Quid dans ce contexte des autres quartiers-INSEE figurant dans le classement comme Terreaux-Tolozan, Part-Dieu, Préfecture, Vieux Lyon et Croix-Rousse Grande-Rue ? Bien que ne possédant pas les mêmes attributs socioéconomiques que les 10 autres, ils demeurent tout de même des endroits attractifs pour des catégories socioprofessionnelles intermédiaires et supérieures, dont le niveau de vie autorise investissement et mobilité dans des quartiers et des arrondissements sujets aux réhabilitations immobilières et à un processus d’embourgeoisement. L’impulsion d’une telle dynamique de transformation dans ces quartiers urbains permet de comprendre en fin de compte pourquoi les 3ème, 5ème et 4ème arrondissements sont en bonne place dans le classement des secteurs résidentiels privilégiés. En l’espace de quelques années, ils sont devenus socialement plus homogènes du fait de l’arrivée massive de ces populations, ayant entraîné une forte hausse des prix fonciers et immobiliers, une mutation de l’habitat et de l’appareil commercial, et ne bénéficiant guère à une population plus modeste contrainte à la mobilité.

En définitive, ces 16 quartiers concentrent 53% des lieux de résidence des gérants de SCI lyonnais et 17% de ceux de l’ensemble des gérants du corpus.

Notes
247.

Cf. L’espace social lyonnais par quartier, Notes et documents de l’INSEE-Rhône-Alpes, n° 100, mai 1992. Cette étude menée conjointement par l’INSEE et la CAF de Lyon vise à mettre en relief la spécificité de chaque quartier-INSEE de la ville relativement à leur taux de bénéficiaires des prestations sociales.
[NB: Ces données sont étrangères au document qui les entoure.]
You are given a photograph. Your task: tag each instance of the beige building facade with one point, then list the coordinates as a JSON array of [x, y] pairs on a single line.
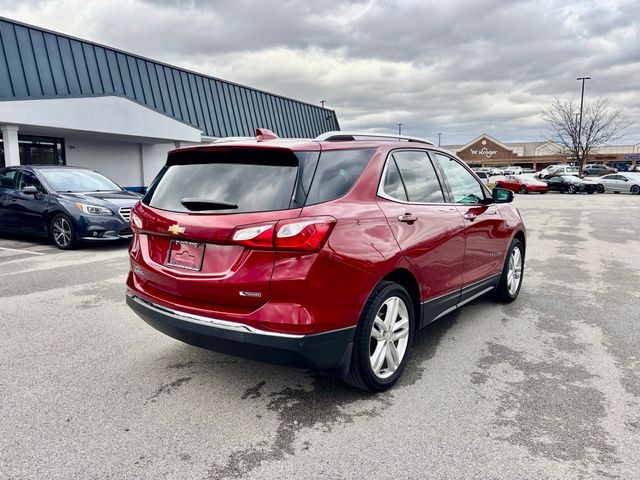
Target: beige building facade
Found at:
[[487, 151]]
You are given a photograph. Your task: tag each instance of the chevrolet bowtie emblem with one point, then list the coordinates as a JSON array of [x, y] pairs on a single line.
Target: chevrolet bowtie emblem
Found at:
[[176, 229]]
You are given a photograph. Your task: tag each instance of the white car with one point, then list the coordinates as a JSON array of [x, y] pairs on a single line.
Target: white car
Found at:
[[562, 170], [545, 170], [513, 171], [619, 182]]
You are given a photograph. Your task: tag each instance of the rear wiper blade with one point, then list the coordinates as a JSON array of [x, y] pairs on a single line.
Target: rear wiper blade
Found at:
[[198, 204]]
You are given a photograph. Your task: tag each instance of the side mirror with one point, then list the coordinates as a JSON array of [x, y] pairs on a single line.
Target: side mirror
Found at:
[[501, 195]]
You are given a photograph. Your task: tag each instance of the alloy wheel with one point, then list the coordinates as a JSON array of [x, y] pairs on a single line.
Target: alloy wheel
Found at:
[[62, 233], [389, 337], [514, 274]]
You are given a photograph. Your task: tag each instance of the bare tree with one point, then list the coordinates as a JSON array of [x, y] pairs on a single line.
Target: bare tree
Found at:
[[600, 125]]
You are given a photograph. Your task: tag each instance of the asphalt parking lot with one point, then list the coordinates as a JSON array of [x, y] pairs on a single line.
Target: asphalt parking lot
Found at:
[[547, 387]]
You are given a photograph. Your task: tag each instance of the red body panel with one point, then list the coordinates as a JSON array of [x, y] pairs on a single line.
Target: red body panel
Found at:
[[516, 185], [313, 292]]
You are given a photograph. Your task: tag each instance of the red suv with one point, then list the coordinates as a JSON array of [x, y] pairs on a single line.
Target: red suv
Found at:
[[326, 254]]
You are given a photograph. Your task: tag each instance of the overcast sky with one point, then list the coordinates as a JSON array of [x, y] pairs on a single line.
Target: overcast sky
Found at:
[[456, 67]]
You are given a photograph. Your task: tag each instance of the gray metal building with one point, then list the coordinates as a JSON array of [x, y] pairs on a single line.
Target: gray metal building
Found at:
[[64, 100]]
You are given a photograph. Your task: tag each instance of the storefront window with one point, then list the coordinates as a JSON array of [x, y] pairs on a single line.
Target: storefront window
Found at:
[[41, 150]]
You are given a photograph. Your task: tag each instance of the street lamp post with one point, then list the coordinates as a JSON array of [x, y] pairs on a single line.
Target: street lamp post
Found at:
[[580, 120]]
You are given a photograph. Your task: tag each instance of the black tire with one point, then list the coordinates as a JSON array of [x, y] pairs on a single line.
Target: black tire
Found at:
[[66, 240], [361, 373], [502, 292]]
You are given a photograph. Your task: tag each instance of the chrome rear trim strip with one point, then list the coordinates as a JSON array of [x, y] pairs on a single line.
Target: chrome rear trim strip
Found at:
[[210, 322]]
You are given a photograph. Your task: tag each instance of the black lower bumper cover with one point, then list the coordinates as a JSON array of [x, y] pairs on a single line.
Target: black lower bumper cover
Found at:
[[329, 351]]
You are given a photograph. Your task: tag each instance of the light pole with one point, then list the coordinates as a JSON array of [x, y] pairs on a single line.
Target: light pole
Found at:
[[580, 120]]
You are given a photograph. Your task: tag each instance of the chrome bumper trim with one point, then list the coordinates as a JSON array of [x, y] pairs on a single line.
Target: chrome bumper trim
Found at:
[[210, 322]]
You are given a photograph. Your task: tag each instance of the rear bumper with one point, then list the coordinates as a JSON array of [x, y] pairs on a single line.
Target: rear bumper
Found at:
[[323, 351]]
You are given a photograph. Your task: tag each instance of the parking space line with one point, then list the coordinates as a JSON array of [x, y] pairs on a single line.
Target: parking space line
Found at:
[[21, 251]]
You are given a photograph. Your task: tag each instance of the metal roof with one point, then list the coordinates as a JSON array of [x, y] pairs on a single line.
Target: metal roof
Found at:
[[37, 63]]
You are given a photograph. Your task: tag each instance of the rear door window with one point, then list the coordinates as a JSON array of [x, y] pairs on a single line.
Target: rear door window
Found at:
[[8, 179], [463, 185], [28, 179], [419, 182]]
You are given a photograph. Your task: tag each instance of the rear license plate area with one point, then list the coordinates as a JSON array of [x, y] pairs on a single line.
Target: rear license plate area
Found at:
[[186, 255]]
Si 14 prestations ont été retenues, la recherche à donné lieu au découpage de l’espace lyonnais selon 5 types de quartiers : « peu couverts par la CAF/familles plutôt aisées », « très concernés par l’ALS/peu de familles », « très concernés par l’ensemble des prestations/défavorisé », « bien couverts par l’ensemble des prestations/revenus modestes », « moyennement concernés par les prestations ».

248.

Cf. Yves GRAFMEYER, Quand le Tout-Lyon se compte. Lignées, alliances, territoires, Lyon, PUL/PPSH, « Transversales », 1992, p. 54 à 112.